HeadNorth · 06/07/2024 23:11

My MIL is on the spectrum & really doesn’t like anyone, including her own family. My DH is a saint and just accepts her as she is. I feel sorry for her, but I think she is actually happy in her own selfish, emotionally closed off way.

It must hurt so much when your mother is like this, but you can’t change her, so for your own sake you have to learn acceptance. I don’t think that is easy, my DH is pretty exceptional in his tolerance and emotional resilience. I am just grateful she isn’t my mum, who has a million faults but can at least be bothered with us.

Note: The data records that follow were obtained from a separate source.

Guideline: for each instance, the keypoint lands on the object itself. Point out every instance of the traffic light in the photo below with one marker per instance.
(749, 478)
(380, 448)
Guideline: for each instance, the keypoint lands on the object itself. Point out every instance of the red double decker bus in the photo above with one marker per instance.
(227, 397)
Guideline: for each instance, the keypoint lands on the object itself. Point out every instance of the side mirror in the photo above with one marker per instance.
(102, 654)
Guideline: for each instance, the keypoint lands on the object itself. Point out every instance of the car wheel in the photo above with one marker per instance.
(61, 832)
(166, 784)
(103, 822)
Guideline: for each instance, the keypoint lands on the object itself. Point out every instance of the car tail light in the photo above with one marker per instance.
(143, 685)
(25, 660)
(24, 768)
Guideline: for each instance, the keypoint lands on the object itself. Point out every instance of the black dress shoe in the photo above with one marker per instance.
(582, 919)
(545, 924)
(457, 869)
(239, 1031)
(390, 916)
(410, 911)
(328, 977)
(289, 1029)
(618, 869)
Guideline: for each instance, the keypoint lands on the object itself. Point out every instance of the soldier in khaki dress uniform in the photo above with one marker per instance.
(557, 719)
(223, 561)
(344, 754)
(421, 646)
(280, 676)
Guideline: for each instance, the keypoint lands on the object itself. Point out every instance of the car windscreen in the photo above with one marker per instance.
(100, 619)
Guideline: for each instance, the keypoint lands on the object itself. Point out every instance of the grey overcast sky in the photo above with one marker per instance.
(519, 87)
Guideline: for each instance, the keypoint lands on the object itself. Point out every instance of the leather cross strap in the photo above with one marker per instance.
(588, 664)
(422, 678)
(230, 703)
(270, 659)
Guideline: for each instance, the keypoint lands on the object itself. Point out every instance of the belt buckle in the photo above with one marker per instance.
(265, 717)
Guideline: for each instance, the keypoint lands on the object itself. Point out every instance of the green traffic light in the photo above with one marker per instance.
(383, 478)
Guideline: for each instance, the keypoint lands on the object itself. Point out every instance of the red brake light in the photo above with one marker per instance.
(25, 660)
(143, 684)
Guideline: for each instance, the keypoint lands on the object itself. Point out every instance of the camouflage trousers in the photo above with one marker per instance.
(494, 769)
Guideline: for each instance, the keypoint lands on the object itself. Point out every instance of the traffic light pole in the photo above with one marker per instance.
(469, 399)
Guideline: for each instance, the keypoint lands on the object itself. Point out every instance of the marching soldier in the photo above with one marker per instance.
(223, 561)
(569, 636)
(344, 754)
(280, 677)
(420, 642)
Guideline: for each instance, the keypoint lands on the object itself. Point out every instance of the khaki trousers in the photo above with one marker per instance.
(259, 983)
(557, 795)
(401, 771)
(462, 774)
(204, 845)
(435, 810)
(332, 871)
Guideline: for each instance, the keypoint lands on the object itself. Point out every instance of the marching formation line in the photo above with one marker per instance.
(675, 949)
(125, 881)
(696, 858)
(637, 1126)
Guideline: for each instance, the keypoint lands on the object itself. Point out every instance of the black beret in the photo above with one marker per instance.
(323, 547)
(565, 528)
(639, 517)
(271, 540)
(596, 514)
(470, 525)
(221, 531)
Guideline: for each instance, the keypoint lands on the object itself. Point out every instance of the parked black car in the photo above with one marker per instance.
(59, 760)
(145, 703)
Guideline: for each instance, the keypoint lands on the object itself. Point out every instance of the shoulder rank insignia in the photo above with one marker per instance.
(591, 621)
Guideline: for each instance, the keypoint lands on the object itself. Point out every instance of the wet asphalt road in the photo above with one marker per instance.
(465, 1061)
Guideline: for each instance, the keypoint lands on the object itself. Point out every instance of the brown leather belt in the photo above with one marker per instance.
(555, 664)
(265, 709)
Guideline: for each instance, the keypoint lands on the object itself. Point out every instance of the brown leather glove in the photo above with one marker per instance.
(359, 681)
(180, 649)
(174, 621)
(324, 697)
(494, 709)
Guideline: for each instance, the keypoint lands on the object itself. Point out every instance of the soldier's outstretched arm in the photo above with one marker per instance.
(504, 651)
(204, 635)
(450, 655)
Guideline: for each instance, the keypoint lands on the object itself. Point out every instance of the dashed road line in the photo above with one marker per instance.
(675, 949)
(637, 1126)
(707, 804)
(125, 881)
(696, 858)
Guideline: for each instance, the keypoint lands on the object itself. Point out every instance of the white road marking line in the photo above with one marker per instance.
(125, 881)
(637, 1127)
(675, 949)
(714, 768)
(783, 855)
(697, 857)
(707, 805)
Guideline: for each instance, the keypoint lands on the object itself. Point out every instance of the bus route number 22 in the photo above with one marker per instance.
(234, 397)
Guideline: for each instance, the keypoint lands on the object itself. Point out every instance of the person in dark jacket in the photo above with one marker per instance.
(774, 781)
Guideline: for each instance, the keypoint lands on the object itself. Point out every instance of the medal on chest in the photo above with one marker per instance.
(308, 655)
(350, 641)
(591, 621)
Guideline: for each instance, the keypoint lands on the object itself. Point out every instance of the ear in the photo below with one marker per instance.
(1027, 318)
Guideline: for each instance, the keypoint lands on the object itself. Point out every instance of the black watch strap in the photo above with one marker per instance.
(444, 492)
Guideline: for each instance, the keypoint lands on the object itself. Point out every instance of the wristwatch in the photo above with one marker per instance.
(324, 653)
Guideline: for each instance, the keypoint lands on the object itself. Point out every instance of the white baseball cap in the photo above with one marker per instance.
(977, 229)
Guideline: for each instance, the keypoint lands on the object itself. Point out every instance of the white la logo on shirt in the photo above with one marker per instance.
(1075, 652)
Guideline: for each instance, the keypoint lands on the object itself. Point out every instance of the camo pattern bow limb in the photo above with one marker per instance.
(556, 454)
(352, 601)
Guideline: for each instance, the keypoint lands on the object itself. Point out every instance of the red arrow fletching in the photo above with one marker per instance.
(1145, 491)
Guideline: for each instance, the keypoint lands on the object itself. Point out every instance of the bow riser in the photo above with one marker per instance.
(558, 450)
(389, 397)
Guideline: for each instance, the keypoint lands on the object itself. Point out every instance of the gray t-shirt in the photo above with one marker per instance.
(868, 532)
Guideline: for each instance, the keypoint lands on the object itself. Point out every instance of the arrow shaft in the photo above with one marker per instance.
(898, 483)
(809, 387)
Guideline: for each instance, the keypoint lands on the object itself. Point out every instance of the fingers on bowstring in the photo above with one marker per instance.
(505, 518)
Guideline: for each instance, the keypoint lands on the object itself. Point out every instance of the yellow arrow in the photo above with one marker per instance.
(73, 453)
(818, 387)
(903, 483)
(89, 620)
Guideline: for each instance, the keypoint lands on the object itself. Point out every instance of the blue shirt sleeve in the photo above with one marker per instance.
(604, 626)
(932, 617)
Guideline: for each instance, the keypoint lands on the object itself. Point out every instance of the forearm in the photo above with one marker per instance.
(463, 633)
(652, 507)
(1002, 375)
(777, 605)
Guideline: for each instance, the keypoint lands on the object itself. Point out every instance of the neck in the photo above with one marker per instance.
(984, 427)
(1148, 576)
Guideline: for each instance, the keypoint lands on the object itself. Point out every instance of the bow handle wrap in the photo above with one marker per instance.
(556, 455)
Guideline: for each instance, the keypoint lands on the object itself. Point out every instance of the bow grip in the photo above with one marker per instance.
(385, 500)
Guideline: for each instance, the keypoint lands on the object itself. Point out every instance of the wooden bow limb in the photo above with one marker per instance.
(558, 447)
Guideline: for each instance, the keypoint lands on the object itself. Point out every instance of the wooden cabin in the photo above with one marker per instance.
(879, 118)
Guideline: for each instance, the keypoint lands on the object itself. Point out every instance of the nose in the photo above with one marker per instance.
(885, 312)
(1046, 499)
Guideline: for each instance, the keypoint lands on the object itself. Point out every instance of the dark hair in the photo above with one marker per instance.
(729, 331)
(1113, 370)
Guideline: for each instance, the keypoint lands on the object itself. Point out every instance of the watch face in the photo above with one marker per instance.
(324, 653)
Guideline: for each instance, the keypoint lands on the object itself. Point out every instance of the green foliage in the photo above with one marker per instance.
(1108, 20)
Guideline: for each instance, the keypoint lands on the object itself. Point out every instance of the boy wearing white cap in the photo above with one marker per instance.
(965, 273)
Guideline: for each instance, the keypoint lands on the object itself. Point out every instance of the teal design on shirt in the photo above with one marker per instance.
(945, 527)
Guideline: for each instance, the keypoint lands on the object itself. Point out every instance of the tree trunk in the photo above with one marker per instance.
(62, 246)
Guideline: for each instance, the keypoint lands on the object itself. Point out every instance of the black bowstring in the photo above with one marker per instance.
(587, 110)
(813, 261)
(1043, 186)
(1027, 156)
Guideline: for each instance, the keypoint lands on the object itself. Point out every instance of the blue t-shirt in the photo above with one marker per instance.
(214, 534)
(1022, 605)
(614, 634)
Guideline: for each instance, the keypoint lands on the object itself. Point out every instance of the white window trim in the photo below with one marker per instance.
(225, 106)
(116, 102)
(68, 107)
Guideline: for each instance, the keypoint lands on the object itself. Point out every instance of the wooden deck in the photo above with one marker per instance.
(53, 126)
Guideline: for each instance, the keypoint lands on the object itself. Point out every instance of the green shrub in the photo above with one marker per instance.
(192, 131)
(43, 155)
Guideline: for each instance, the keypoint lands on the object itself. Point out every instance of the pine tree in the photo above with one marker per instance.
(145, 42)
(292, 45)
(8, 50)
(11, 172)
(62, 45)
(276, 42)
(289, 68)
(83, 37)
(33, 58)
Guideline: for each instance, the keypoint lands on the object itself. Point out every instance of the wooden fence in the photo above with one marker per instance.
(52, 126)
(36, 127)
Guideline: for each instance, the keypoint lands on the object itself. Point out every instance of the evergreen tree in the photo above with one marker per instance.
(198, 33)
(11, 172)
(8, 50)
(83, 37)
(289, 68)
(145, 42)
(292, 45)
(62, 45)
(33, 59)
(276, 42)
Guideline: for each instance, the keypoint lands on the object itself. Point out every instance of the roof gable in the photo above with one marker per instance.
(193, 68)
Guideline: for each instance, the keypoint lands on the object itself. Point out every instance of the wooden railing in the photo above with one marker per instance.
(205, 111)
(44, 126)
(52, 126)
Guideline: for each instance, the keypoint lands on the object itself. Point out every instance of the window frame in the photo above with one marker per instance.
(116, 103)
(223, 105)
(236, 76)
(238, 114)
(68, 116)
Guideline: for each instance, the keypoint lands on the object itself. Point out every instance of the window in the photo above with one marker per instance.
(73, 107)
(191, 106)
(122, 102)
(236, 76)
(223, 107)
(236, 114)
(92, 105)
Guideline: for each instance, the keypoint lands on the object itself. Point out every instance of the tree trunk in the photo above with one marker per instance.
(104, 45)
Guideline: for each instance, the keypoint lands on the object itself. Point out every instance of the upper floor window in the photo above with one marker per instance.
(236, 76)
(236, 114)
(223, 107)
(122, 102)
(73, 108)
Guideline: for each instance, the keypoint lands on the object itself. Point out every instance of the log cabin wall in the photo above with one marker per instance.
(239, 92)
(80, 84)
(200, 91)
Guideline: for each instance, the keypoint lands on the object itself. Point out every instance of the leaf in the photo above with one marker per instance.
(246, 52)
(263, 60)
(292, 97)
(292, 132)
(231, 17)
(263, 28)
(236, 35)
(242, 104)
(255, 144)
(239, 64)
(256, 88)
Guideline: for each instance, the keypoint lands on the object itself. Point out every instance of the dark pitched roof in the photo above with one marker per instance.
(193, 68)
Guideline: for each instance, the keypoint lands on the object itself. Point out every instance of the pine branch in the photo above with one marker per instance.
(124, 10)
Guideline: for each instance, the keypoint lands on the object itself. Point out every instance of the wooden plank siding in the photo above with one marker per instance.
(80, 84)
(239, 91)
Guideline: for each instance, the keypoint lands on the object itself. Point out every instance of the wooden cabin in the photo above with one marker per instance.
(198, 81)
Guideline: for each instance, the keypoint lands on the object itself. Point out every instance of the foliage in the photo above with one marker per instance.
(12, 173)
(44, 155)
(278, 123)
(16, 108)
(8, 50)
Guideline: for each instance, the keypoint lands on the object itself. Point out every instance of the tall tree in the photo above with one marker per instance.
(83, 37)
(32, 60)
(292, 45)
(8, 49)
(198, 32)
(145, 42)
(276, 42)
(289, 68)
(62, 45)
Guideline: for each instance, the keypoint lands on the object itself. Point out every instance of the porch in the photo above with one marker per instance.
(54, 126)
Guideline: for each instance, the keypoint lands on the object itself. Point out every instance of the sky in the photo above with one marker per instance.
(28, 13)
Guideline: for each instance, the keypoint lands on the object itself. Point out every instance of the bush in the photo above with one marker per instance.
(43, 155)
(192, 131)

Shortbread49 · 06/07/2024 23:38

I have one of these I think both my parents are autistic no interest in me ever (from when I became aware of it around age of 8) no love , no support and one of them ( mum) was always mean and critical . Last time I suggested to her that me and her did something together (18 years ago ) her response was ‘ no why would I want to do that ‘ at that pint I stopped trying as I realised she was never going to care or even realise I had feelings look after yourself not her x

Tippet · 06/07/2024 23:42

Neverreallyknow · 06/07/2024 22:06

@pikkumyy77 that’s the thing if my own mum doesn’t love me then who the hell will. I never knew she had this growing up, I’ve always thought I am a problem. I’ve no idea if I’m normal or not.

I’m sure my autistic father loves me, in his own way, but it doesn’t stop him getting up and going out of the room after a minute or two when I visit my parents. Conversation bores him. Being around people stresses him.

comedycentral · 06/07/2024 23:48

I'm so sorry, she will never change, it's not who she is.
You need to grieve the relationship you wanted to have, it will never be that way. The best you can probably do is low contact, low emotional relationship.